For five days, while some celebrate the Catholic liturgy of Holy Week and others enjoy their vacations, avid readers meet their favorite authors at low prices at El Gran Remate de Libros y Películas de la Ciudad de México, which began on Wednesday, the 5th and ends this Sunday.
Text and photos: Kau Sirenio
MEXICO CITY.- The halls of the Grand Auction of Books and Movies in Mexico City are abuzz with people looking for their best childhood friends, youth advisors and life teachers: books.
“Look, I read this book when I was a kid,” says a boy, flipping through a copy of Moby Dick. This is how his tour of tent F begins. Then he must navigate his way through the corridors of the 11 tents set up around the esplanade of the monument to the Revolution, where the reading community plucks each table in search of something new.
The Great Auction of Books and Films in Mexico City began on Wednesday the 5th and ends this Sunday, March 9. For five days, readers meet their favorite authors at a low price. There are about 350 publishing labels distributed in 11 tents, which add up to 315 stands with tables where lovers of letters can rummage until they find a novel, poetry or music.
“This is a book auction, we ask publishers, distributors and bookstores to open their warehouses so they can sell it at auction prices ranging from 10 to 150 pesos,” explains the coordinator of the Brigade to Read in Freedom, Paloma Sainz.
save the book
The purpose of the Great Book Auction is to get the books out of the warehouses because they are saturated for two years of the pandemic the books were not sold.
“The purpose of the auction is to save a book, because the warehouses fill up, what they do is shred the books, especially the big publishers. That is why we are creating these spaces so that readers can buy their books at low prices, there is a section in the book law, publishers have to pay taxes for donating books”, explains Saiz.
According to Paloma, the publishers prefer to shred the books because it doesn’t cost them and they sell the remaining bagasse by the kilo for three pesos.
We tell them instead of shredding them, we put a place for you to sell them at a low price”.
The origin of the great auction
The idea of the “big auction” began 15 years ago, when Paloma Saiz was a worker in the Ministry of Culture of the government of Mexico City. The first vintage of the book was in 2009, recalls the cultural promoter. She later founded, together with her husband, the writer Paco Ignacio Taibo II, the civil association Brigade to Read in Freedom. From there they have continued with the promotion of the book, through fairs and publications.
During the pandemic there was no budget to organize the book auction, so they made an agreement with the Ministry of Culture to do them jointly.
“We talked to all the teammates to see how much it costs us to put all the logistics together and we divided it among all of us, that’s how we did it to leave last year. The truth is that it is much cheaper than we thought”, he says.
Everything happens at the fair. It is not missing that a reader pockets a book or publishers that sell books at a higher price than what was agreed with the organizers.

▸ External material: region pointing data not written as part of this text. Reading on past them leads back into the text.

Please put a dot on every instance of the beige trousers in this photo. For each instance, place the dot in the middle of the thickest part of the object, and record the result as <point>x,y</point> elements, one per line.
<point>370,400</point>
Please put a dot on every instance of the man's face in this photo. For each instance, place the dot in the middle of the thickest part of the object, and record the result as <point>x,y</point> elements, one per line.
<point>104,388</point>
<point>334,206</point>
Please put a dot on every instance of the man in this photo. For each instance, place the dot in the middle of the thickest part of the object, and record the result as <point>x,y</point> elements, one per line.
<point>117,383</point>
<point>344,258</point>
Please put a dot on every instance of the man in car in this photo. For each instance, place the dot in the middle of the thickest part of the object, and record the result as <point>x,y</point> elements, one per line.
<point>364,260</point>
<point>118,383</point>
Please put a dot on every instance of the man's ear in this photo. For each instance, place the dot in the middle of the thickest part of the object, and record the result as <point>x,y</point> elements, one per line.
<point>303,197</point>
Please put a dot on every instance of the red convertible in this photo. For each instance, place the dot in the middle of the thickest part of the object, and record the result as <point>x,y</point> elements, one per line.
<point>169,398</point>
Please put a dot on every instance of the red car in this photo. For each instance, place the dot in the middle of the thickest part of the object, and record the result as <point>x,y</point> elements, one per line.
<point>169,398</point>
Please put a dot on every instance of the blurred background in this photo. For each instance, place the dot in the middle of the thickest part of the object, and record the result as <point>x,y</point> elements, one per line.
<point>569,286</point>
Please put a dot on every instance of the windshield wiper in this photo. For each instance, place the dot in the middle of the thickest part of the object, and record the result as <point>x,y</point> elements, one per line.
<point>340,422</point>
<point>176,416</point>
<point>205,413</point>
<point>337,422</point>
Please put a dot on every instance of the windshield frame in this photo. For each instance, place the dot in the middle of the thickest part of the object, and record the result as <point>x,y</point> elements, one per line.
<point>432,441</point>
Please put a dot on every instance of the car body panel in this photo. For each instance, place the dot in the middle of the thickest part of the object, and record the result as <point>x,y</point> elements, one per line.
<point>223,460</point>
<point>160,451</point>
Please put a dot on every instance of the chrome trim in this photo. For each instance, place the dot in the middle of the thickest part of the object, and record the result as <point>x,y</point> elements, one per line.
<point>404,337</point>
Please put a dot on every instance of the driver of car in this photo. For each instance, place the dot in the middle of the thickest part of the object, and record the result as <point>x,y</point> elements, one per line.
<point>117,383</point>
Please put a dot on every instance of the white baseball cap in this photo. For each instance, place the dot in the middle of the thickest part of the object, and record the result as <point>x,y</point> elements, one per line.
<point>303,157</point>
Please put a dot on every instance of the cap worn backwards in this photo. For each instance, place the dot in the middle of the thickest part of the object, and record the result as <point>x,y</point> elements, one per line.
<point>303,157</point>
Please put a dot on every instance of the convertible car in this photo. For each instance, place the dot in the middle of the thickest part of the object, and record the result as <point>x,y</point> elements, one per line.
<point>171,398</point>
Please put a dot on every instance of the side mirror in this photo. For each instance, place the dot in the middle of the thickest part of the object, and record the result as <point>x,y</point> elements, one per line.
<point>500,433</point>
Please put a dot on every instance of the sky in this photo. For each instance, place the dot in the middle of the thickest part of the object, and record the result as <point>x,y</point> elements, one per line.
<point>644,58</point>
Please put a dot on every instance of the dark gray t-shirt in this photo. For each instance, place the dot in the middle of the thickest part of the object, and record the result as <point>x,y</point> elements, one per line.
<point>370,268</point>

At the stand of the Brigade to Read in Freedom, people arrive to denounce that in such an outlet they sold the book for more than 150 pesos. The organizers have no choice but to go with the complainants to verify. After striking up a conversation, the sellers agree to return the money.
“There is always some ragtag who, no matter how much we ask for and signed a commitment letter to respect the price, they do not comply. Some believe they are very alive, and put a price on their convenience, even though they were told that it is an auction here, but they pay no attention. If they want to sell more expensive, that’s what fairs are for. Because they all signed an agreement in which they were going to respect the price of 10 to 150 pesos, and if they don’t comply then they will have to hand over the space”, says Paloma.

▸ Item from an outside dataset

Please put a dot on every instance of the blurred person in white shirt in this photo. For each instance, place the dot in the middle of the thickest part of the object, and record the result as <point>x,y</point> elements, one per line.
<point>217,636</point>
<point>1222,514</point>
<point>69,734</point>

However, most honor the agreements and people enjoy access to low-cost books. Readers find out that there should not be changes in book prices because a worker from the Mexico City government’s Ministry of Culture walks through the corridors with a megaphone in hand: “The price of a book is 10 pesos to 150”.
Ñuu savi journalist originally from the Costa Chica de Guerrero. He was a reporter for the newspaper El Sur de Acapulco and La Jornada Guerrero, host of the bilingual program Tatyi Savi (voice of rain) on Radio and Television of Guerrero and Radio Universidad Autónoma de Guerrero XEUAG in the tu’un savi language. He is currently a reporter for the weekly Trinchera.